Project 3

Before you begin

Please complete Project 2 before continuing here.

Aim of project 3

In simple linear regression, we used one predictor to explain or predict a response. In this lab, we move to multiple linear regression (MLR), where we use two or more predictors.

The good news is that most of the ideas from simple linear regression still apply. We still fit a line-like model, interpret coefficients, check the LINE assumptions, and think carefully about when the model is useful. The main difference is that each slope now tells us the relationship between a predictor and the response while holding the other predictors constant.

By the end of this lab, you should be able to:

identify the response variable, predictor variables, and unit of observation in a multiple regression setting
fit and interpret a multiple linear regression model and explain the coefficients
Explore goodness of fit (\(R^2\) , adjusted \(R^2\), overall F-test and the t-tests for individual slopes
Assess the LINE assumptions
Use the model to make predictions

The Canvas page for this lab is:

If the labs are causing major problems with your computer, or your hardware is struggling, please talk to Dr Greatrex. Remember that you can always use RStudio Cloud.

Lab Set-up

You are going to be continuing to edit your lab book from project 1 and project 2.

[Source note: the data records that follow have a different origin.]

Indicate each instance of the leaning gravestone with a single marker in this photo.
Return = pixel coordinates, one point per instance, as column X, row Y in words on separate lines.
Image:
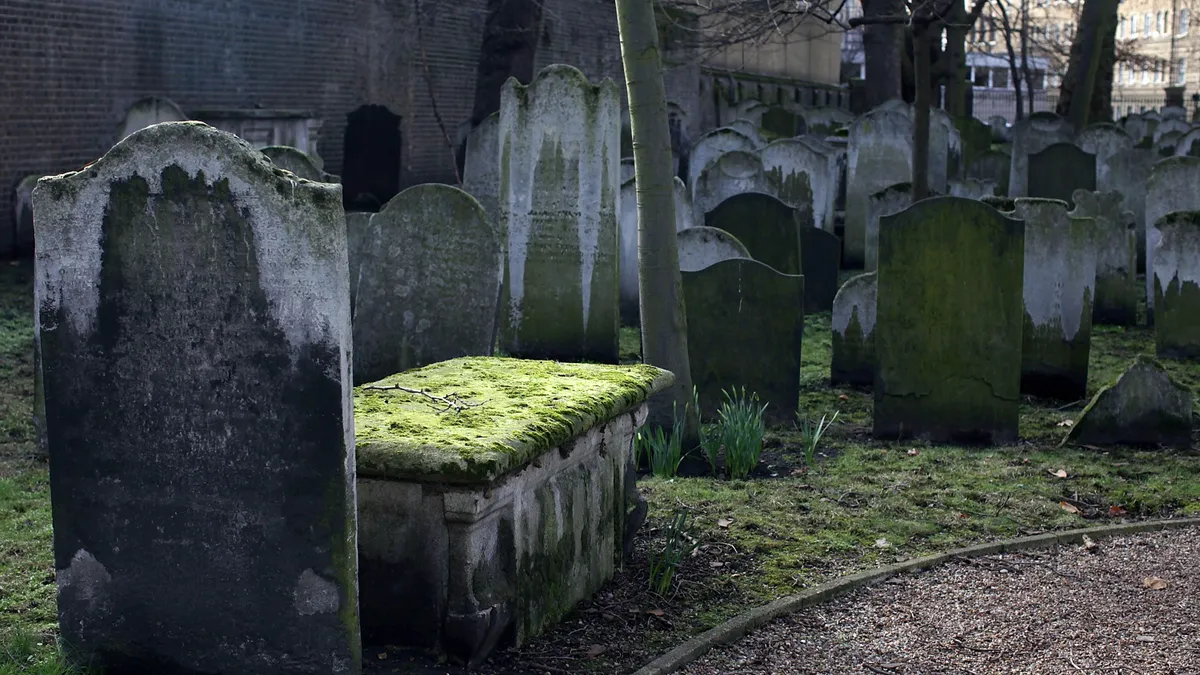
column 1171, row 186
column 745, row 328
column 948, row 322
column 430, row 267
column 820, row 264
column 195, row 341
column 1115, row 299
column 880, row 155
column 853, row 333
column 1033, row 135
column 559, row 174
column 703, row 246
column 766, row 226
column 1057, row 171
column 1176, row 264
column 1060, row 284
column 481, row 168
column 294, row 161
column 893, row 199
column 712, row 145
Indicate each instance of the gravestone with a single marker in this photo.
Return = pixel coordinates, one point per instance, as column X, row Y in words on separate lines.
column 948, row 323
column 429, row 282
column 1115, row 299
column 1171, row 186
column 294, row 161
column 1059, row 169
column 853, row 333
column 1176, row 264
column 893, row 199
column 703, row 246
column 559, row 183
column 745, row 328
column 993, row 166
column 1030, row 136
column 880, row 155
column 195, row 340
column 1060, row 281
column 481, row 168
column 820, row 264
column 804, row 178
column 730, row 174
column 766, row 226
column 712, row 145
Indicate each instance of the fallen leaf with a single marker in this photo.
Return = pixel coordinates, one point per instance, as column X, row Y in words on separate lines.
column 1155, row 583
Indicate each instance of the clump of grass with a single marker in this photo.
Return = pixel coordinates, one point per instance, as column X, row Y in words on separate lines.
column 741, row 429
column 810, row 436
column 679, row 544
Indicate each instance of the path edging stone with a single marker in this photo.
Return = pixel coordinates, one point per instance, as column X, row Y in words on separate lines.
column 739, row 626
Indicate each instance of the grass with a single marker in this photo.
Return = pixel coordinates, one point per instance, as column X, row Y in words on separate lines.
column 864, row 503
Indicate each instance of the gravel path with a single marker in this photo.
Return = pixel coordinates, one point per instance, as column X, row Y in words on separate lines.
column 1122, row 605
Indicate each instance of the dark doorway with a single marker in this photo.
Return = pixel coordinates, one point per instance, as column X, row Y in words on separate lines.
column 371, row 159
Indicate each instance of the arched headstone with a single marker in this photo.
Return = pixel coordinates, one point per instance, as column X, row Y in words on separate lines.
column 195, row 342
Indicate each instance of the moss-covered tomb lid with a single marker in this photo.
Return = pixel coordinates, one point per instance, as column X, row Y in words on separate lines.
column 516, row 411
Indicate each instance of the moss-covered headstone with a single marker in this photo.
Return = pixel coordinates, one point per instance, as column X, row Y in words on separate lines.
column 1145, row 406
column 948, row 322
column 745, row 327
column 1171, row 186
column 1059, row 169
column 1115, row 302
column 429, row 269
column 880, row 154
column 1060, row 281
column 559, row 178
column 1176, row 270
column 767, row 227
column 195, row 335
column 853, row 333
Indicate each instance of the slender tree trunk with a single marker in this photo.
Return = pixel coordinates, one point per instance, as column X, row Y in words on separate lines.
column 664, row 318
column 882, row 51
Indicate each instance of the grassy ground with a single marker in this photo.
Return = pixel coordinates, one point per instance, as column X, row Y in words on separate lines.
column 864, row 503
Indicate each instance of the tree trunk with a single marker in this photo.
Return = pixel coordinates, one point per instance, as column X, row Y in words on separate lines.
column 882, row 51
column 1086, row 54
column 664, row 318
column 922, row 102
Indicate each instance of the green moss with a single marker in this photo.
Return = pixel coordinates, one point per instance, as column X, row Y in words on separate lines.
column 519, row 410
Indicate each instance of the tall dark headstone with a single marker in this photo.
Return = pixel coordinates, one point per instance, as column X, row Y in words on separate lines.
column 195, row 336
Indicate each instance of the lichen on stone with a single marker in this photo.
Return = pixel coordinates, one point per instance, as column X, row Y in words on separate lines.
column 516, row 411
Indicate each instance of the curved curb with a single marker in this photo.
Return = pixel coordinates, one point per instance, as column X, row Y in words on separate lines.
column 737, row 627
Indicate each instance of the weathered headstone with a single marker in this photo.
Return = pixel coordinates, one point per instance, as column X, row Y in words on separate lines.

STEP 1: Re-open your project by either

Going to your project folder and double clicking on the .RProj,
Opening R studio and going to File, Recent Projects, the open the one for your independent
Clicking on the project in Posit-cloud online

STEP 2: Re-open your lab-book and make some checks

[2A] Check everything runs.
- Go to the files tab and open your lab-book RmD file.
- On the top right, go to the run menu and press Run-All. Everything should run without errors.
- Look at your environment tab and consider renaming your variables if they don’t make sense to you.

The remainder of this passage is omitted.